During this pandemic, many brands are being squeezed.  Many large retail chains are closing their stores and seeking protection under bankruptcy laws.  Eventually, many of these will face liquidation or reorganization of their IP assets.  So, the question becomes:  How does this situation affect the valuation of their brands and other IP?  Let me begin by going back in time to the last economic crash.  Ten years ago, there were many versions of what is happening now to brick-and-mortar stores, particularly in retail.  In that last round of economic recession, our firm helped to liquidate companies like Montgomery Ward, Circuit City, Service Merchandise, and several others.

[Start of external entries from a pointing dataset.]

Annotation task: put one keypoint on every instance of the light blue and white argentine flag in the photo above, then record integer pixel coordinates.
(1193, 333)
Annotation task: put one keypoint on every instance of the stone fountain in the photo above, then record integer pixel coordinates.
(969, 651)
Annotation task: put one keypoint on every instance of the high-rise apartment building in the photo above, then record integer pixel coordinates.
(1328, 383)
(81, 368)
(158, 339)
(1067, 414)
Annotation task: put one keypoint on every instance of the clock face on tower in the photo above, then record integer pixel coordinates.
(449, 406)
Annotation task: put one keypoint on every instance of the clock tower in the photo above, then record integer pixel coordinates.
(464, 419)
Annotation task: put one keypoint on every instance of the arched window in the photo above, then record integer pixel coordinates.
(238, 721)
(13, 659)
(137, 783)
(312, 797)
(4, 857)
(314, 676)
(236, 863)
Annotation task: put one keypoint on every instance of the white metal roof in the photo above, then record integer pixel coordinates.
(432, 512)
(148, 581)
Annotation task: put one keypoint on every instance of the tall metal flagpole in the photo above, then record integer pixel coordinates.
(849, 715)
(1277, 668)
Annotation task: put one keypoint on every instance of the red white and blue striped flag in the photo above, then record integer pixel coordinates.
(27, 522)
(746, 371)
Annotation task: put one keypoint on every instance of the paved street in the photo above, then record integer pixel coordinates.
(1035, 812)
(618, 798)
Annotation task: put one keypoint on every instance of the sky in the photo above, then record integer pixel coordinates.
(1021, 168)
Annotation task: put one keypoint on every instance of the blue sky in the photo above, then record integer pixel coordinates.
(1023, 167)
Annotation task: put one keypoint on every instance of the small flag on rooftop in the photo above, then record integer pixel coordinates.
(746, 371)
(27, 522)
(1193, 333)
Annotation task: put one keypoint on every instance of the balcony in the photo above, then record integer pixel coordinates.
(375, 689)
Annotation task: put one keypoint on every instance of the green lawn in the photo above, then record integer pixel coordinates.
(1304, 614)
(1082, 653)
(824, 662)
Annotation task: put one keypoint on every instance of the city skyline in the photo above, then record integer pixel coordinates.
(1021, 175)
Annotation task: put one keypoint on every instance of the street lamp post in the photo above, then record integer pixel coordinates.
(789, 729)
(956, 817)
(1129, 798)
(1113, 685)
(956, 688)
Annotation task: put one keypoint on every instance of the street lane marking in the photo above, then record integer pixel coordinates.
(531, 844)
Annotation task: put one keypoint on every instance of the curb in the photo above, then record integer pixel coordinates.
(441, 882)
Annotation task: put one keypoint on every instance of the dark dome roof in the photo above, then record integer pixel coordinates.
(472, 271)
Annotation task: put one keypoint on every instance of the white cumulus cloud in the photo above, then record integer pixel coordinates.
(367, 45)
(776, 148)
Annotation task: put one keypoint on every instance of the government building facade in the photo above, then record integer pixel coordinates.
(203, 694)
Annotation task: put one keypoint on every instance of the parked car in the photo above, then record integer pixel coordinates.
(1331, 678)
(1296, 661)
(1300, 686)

In liquidation, what happens to the asset portfolio including trademarks and tradenames?  Well, one thing we learned from the last round of distressed sales is that once a brand disappears, it’s gone.  It is remarkable how quickly the public is willing to forget companies like Pier 1 or Lord & Taylor.  Consumers while they would like to be loyal to the brand, when the brands are gone, they are gone, and the consumer quickly moves on.  Their value in a sale is often relatively de minimus.  Many end up selling their brand and trademark assets to an online company, the way the Gump’s did, a luxury home furnishings and home décor retailer founded in 1861.  Gump’s is purely digital now.

But what about the companies who own patents and other technologies?  They can better weather the pandemic because technology will continue to drive growth and earning.  Patents can be more valuable in this market than brands and trademarks.  Websites and domain names, however, lose a great deal of value in a reorganization or bankruptcy.  Unless there is substantial e-commerce presence for a retailer, domain names can become essentially worthless, and websites that have not been particularly well built will disappear quite quickly. However, with about 50 chains in reorganization or liquidation, the values and the prices of brand assets are dropping across the board values and the prices of brand assets are dropping across the board.

Companies are looking to their patents and technology advantages to increase efficiencies, so we believe patent values will increase and we are seeing a trend that supports that.  However, there is some bright news on the trademarks and brand assets front — those retailers that will make a shift in their consumer interaction will be able to adapt more quickly.  In other words, making a shift to more delivery-based model retailing and less in-person models.  Those brands that make that shift quickly and effectively will increase in value over time, and those which do not adapt will certainly decrease in value.

Finally, the pandemic has not caused anything to happen that was not already going to happen — but it has intensified and magnified the effects in the marketplace.  What the pandemic has done is accelerate what was going to occur.  The retail industry was facing hard times long before the pandemic arrived; but it substantially worsened the situation for most brick-and-mortar stores.  So, the pandemic is forcing changes to happen at a much more rapid pace than would otherwise be true.